Художественное исследование протеста сознания против насилия, царящего на всех уровнях, разве это не проза? Накопилось некое внутреннее послание во всей его сложности, со всей экзистенциальной силой. Но, думаю, я бы не решилась, если бы не верила в то, что моя оптика интересна и что у меня действительно есть что сказать. А фрагменты прозы я писала всегда, в юности, во время первых публикаций стихов в литературных журналах, начинала несколько романов. Теперь, после опыта «Пэчворка», я уже никогда не откажусь от прозы. У меня открыты все файлы, стиховые и прозаические. Оба полушария, все «комнаты» сознания. Куда пойдется, туда и пойду. Второй роман начат.
– А как вообще случилась эта книга? И почему она в коллажной технике пэчворка?
– Неужели вы не видите, что нас в этом мире рвут на части, сам мир взрывается и разрывается? Мы подбираем себя среди других кусков осмысленного мяса, тел и сознания. Для того чтобы выжить и увидеть свою индивидуальную судьбу, мы вынуждены сами на живую нитку сшивать то, что оказывается поблизости (наш опыт в этом режиме подчас случаен) – как умеем. Поэтому пэчворк, техника лоскутного шитья, техника выживания. Мне кажется, интуитивно выбранная форма наиболее точна по отношению к происходящему.
– Игра слов, частые аллитерации, развернутые метафоры – все это, конечно, из поэтической мастерской, набор приемов из которой слишком очевиден. Но я о другом. Мне кажется, что в данном случае это явная экономия письма, что не поэзия, это хождение по веревке и приседание через каждые четыре шага, как иронизировал классик, а именно проза сковывает былую фантазию поэта. Как это у вас? «Я сегодня про пруста / я сегодня прокруста / похлопываю по плечу». Не режут ли себя по живому поэты в прозаическом цеху?

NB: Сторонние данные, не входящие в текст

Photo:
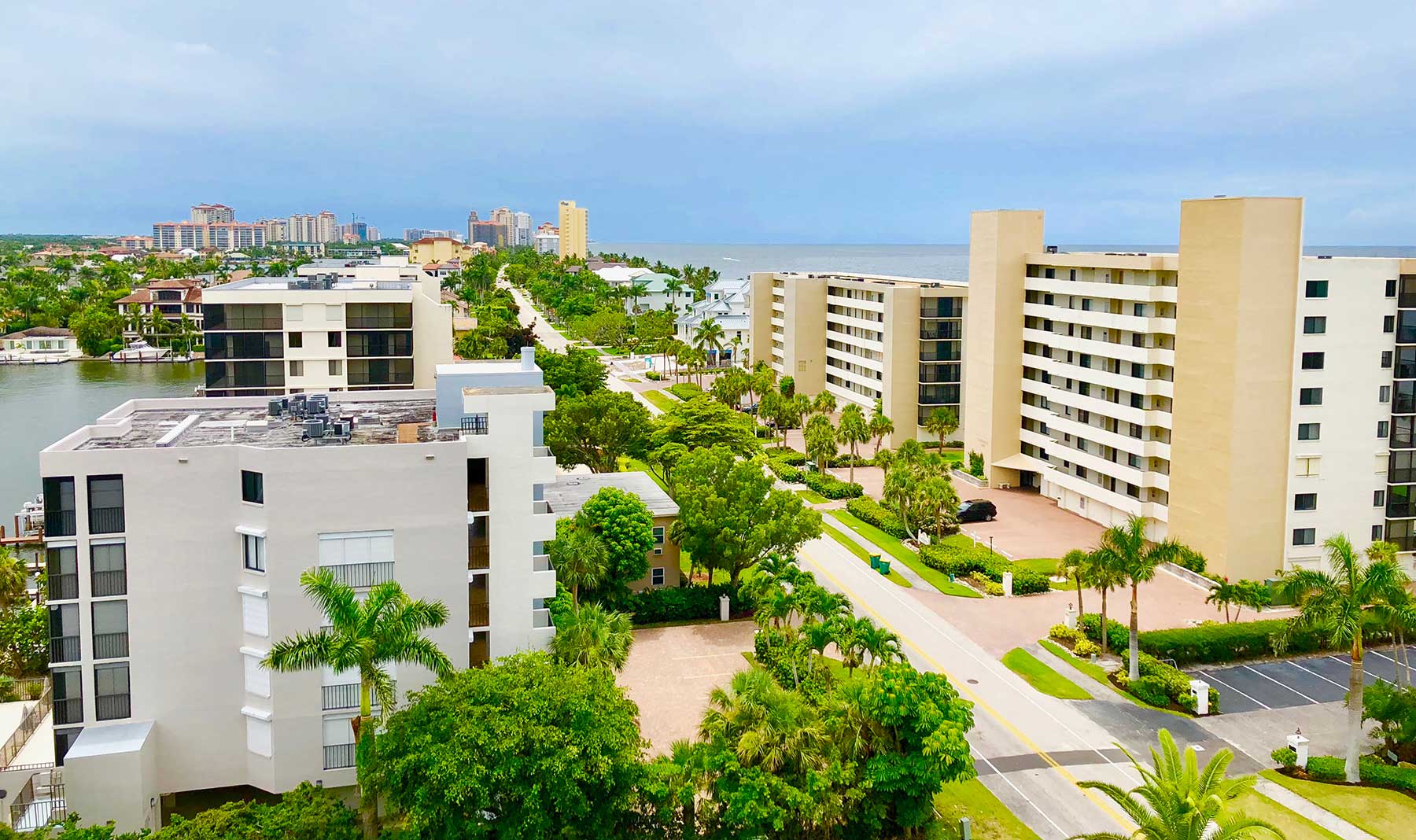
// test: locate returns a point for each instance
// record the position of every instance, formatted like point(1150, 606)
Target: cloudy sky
point(711, 122)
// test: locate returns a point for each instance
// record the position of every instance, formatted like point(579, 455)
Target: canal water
point(42, 403)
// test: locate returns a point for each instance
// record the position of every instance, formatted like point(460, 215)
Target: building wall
point(1233, 380)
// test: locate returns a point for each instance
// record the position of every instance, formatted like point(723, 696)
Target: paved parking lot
point(1293, 682)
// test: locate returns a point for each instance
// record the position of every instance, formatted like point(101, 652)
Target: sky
point(711, 122)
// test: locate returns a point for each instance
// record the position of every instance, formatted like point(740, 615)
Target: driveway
point(672, 670)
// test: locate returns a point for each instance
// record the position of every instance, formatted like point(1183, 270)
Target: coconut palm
point(1127, 548)
point(1336, 604)
point(589, 635)
point(1178, 801)
point(366, 636)
point(853, 431)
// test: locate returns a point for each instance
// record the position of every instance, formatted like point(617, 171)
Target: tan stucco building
point(1238, 394)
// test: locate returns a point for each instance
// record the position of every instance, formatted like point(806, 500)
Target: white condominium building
point(1238, 394)
point(865, 337)
point(176, 534)
point(334, 327)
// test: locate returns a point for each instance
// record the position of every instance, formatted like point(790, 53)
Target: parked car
point(977, 510)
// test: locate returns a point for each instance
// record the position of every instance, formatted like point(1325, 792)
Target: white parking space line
point(1289, 687)
point(1235, 690)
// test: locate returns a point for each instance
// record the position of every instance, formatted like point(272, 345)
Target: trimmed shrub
point(681, 604)
point(833, 488)
point(868, 510)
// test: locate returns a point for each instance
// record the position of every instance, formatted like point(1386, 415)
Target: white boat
point(141, 350)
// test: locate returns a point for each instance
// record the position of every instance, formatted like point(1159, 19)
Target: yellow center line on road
point(963, 689)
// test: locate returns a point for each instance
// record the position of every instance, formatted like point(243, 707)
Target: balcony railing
point(339, 755)
point(111, 707)
point(112, 583)
point(64, 649)
point(361, 574)
point(64, 587)
point(343, 696)
point(109, 645)
point(105, 520)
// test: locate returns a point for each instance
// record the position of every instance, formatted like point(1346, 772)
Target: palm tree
point(1178, 801)
point(1336, 604)
point(853, 431)
point(591, 635)
point(366, 635)
point(1126, 548)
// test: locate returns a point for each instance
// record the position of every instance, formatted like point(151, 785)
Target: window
point(109, 569)
point(253, 488)
point(253, 551)
point(111, 691)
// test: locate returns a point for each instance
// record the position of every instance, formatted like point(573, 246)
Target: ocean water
point(941, 263)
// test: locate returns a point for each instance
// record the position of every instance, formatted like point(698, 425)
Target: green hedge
point(833, 488)
point(1215, 642)
point(963, 562)
point(681, 604)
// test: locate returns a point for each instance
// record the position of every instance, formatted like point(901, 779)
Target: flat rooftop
point(573, 491)
point(244, 421)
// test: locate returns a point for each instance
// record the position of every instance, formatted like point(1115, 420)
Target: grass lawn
point(865, 555)
point(1041, 677)
point(660, 400)
point(899, 551)
point(1375, 811)
point(987, 816)
point(1253, 805)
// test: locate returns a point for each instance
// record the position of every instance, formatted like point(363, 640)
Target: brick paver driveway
point(672, 670)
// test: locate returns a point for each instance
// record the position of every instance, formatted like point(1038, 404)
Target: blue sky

– Это не экономия, а концентрация. Такова логика мышления, основанная на азарте метафорического скачка. Оно нетерпеливо, ему некогда разжевывать очевидное. А Прокруст не проза, Прокруст – авторитаризм. Поэтов мучает только стена, недаром Платон милосердно вывел их за пределы полиса. Помните, у Замятина в «Мы» заговорщики помогают герою обнаружить роскошь природы и подлинности с цветами и запахами за стеной? Мы должны хотя бы другим сказать о существовании этого застенного мира. Напомнить о космосе за пределами социума. Если угодно, поэтическую утопию противопоставить утопии политической, символ – условному знаку, уважение ко всем существам, объектам, словам, их использованию, пацифизм – идиотическим войнам, иронию как абсурдный метод сопротивления – идеологическому «серьезу». И конечно, обнаженность правды и непротивление злу насилием прямо и радикально противопоставить насилию. В этой безумной реальности у жертв есть шанс его обыграть.